FIG. 1 illustrates a power connector system 100 formed in accordance with an exemplary embodiment. The power connector system 100 includes a socket connector 102 mounted to a substrate 104. In the illustrated embodiment, the socket connector 102 is a busbar connector and may be referred to hereinafter as busbar connector 102. Other types of socket connectors 102 may be used in alternative embodiments. In the illustrated embodiment, the substrate 104 is a busbar and may be referred to hereinafter as busbar 104. Other types of substrates 104 may be used to power the socket connector 102.

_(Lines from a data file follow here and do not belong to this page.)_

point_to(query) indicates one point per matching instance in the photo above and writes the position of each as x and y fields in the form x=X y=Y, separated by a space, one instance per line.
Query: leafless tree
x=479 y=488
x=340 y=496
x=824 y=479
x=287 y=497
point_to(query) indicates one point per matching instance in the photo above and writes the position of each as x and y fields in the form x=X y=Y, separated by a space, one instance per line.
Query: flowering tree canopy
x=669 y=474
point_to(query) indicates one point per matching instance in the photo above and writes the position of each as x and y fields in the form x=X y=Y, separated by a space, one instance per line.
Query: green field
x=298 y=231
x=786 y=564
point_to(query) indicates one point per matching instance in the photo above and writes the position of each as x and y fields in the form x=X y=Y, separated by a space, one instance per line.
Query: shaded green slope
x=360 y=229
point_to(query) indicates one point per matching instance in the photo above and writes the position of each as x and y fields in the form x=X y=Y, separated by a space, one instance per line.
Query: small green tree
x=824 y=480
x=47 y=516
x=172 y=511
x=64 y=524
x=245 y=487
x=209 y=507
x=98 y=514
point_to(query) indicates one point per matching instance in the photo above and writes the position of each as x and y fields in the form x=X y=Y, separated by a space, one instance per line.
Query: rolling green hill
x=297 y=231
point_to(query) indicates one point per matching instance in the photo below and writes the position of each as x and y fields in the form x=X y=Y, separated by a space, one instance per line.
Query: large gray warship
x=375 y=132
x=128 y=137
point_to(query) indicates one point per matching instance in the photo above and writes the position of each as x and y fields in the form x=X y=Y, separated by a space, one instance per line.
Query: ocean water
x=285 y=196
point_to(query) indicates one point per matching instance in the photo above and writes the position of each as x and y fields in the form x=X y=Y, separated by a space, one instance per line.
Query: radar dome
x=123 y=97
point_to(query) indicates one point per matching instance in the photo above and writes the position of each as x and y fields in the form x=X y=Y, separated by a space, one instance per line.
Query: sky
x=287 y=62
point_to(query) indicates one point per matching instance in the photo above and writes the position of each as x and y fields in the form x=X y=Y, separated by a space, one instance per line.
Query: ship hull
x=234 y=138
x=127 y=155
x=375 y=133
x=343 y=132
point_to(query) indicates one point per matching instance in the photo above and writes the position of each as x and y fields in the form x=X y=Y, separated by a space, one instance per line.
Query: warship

The power connector system 100 includes a power cable connector 106 coupled to the busbar connector 102. The power cable connector 106 includes a housing 108 coupled to an end of a flat cable 110. Power is transmitted between the busbar 104 and the cable 110 via the busbar connector 102. The power cable connector 106 allows the cable 110 to be coupled directly to the busbar connector 102 at a separable interface.

FIG. 2 is front perspective view of the power connector system 100 showing the power cable connector 106 poised for coupling to the busbar connector 102. FIG. 3 is a rear perspective view of the power connector system 100 showing the power cable connector 106 poised for mating with the busbar connector 102.

The busbar connector 102 includes a socket housing 112 holding a pair of power terminals 114. The socket housing 112 may hold any number of power terminals 114. The power terminals 114 are electrically connected to the busbar 104 (shown in FIG. 1). The power terminals 114 are electrically connected to the cable 110 (shown in FIG. 1) when the power cable connector 106 is mated with the busbar connector 102.

The socket housing 112 has a socket 116 that receives the power terminals 114 and receives the cable 110. The cable 110 is directly coupled to the power terminals 114 within the socket 116. The power terminals 114 are received in the socket housing 112 and are exposed in the socket 116. The socket 116 is open at a mating end 118 of the socket housing 112. In an exemplary embodiment, the socket 116 has a chamfered lead in at the mating end 118 for guiding the cable 110 into the socket 116.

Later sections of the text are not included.